Outro questionamento que deve ser feito é: como funcionariam essas internações? Seriam nos serviços da RAPS citados anteriormente, descaracterizando o papel substitutivo ao manicômio e negando o cuidado em liberdade como premissa do cuidado a pessoas em sofrimento mental, em uso de substâncias e em vulnerabilidade? Ou seriam em outras instituições mais acostumadas à prática de violações e violências, como as comunidades terapêuticas? Não seria essa medida de internação compulsória um aceno do prefeito Eduardo Paes às comunidades terapêuticas que seguem ganhando financiamento público e espaço dentro do governo Lula? Seja como for, sabemos bem a classe e a cor das pessoas que serão sequestradas pelo Estado em nome da saúde e segurança pública. No censo citado no início deste texto, cerca de 84% se autodeclaravam negros ou pardos.

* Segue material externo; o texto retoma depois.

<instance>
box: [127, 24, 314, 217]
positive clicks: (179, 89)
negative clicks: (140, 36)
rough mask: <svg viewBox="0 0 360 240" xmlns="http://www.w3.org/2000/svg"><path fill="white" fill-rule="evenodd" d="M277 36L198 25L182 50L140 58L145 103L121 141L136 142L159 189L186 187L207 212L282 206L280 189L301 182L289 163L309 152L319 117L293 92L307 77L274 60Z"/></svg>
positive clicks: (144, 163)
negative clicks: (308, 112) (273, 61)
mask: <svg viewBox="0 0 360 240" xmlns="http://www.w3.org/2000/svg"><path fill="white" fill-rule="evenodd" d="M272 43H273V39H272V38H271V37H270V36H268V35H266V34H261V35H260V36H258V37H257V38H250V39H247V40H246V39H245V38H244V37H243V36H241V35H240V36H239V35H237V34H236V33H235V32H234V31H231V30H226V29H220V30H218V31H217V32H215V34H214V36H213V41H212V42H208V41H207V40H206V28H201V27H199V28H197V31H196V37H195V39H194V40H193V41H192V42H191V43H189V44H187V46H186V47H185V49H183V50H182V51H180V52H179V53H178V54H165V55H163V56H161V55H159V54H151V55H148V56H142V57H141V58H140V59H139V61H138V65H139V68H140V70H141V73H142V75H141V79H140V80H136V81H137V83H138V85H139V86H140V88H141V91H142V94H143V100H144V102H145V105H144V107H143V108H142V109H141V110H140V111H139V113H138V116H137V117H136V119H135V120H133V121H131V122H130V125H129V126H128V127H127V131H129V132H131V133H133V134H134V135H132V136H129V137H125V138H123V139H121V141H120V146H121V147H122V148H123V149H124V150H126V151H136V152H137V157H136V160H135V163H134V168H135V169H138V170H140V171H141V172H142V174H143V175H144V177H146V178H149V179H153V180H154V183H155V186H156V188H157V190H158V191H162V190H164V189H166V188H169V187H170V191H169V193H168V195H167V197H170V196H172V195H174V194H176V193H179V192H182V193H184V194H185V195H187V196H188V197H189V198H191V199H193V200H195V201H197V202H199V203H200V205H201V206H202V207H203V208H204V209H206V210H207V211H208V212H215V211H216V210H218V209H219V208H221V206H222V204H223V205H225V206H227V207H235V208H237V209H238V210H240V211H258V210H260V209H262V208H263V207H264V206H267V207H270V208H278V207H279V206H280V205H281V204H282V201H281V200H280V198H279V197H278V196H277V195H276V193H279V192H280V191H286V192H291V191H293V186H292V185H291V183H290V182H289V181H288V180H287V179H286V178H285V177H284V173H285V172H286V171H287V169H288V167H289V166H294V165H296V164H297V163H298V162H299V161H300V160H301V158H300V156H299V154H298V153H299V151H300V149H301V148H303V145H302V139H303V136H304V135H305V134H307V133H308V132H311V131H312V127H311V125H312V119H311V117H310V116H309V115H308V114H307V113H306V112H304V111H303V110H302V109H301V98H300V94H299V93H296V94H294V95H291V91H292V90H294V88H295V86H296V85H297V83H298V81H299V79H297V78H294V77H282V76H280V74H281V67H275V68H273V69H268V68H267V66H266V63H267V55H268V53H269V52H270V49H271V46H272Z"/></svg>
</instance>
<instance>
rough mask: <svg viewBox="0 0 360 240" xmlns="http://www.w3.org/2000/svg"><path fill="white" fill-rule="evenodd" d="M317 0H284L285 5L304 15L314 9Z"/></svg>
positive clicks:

Tal medida é mais uma maneira que o capitalismo encontra para lucrar até a última gota de sangue e suor da classe trabalhadora, não podemos esquecer a recente privatização de presídios no Brasil. Não há espaço para mediação com qualquer tipo de proposta de internação compulsória; qualquer que seja ela ainda será um enorme retrocesso na luta por direitos humanos, e uma ameaça à nossa classe. Todos que assumiram o compromisso com a classe trabalhadora devem rejeitar de forma taxativa e consequente esse absurdo, e da mesma forma, reforçar a luta pelo desfinanciamento de comunidades terapêuticas e pela ampliação da RAPS e de espaços de cultura, educação e convivência, por garantia de renda e moradia, por um SUS público, estatal, gratuito, de qualidade, antimanicomial e de fato antirracista, até a superação do capitalismo rumo ao socialismo.